Syawur sendiri sangat khawatir. Terbayang akan lenyapnya kekuasaan. Ia akhirnya memutuskan untuk membakar kota al-Fusthath dan mengambil harta bendanya agar tidak dirampas Baitul-Maqdis.
Sementara Khalifah Fathimiyah al-Adhidh, justru memilih meminta bantuan kepada penguasa Sunni di Syam, Nuruddin Zanki. Penduduk Mesir melakukan hal yang sama. Mereka mengirim surat kepada Nuruddin agar mendatangkan panglima Syirkuh bersama pasukannya untuk mempertahankan Mesir.
Nuruddin memenuhi permintaan itu. Untuk ketiga kalinya, ia mengirim pasukan ke Mesir. Sebelumnya pernah pula, ketika menghadapi kelompok Syawur yang berkoalisi dengan kerajaan Baitul-Maqdis. Kala itu Syirkuh memimpin pasukan dan didampingi Shalahuddin al-Ayubi.
Kedatangan pasukan Nuruddin kali ini menciutkan nyali Raja Amuri, penguasa Baitul-Maqdis. Ia kemudian menarik pasukannya. Khalifah al-Adhidh dan para pejabatnya kemudian menghabisi Syawur. (al-Kamil fi at-Tarikh, 11/336-340)

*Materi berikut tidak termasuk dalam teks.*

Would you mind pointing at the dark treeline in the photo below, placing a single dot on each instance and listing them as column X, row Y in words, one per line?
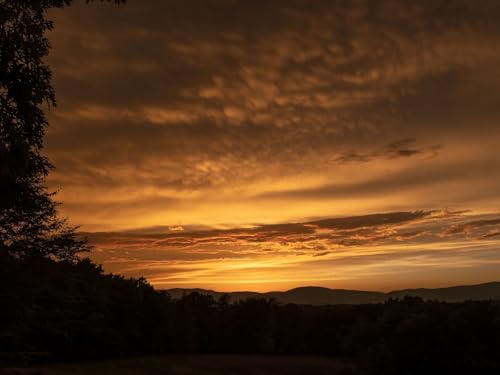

Setelah kondisi stabil, Khalifah al-Adhidh mengangkat Syirkuh sebagai perdana menteri menggantikan Syawur. Baru dua bulan menjabat, Syirkuh wafat. Posisinya kemudian digantikan oleh Shalahuddin al-Ayubi. Selain bertanggung jawab atas pemerintahan Fathimiyah di Mesir, di waktu yang sama Shalahuddin juga merupakan wakil Nuruddin Zanki untuk Mesir. (al-Kamil fi at-Tarikh, 11/44)
Menghidupkan Sunni
Tatkala Shalahuddin al-Ayubi menduduki jabatan perdana menteri, Nuruddin Zanki beserta Baghdad menghendaki agar kekuasaan Fathimiyah segera diakhiri. Namun Shalahuddin tidak segera melaksanakan perintah itu, karena khawatir akan terjadi konflik. Pasalnya, ajaran Syiah waktu itu telah mengakar di Mesir. (Ar-Raudhatain, 2/124)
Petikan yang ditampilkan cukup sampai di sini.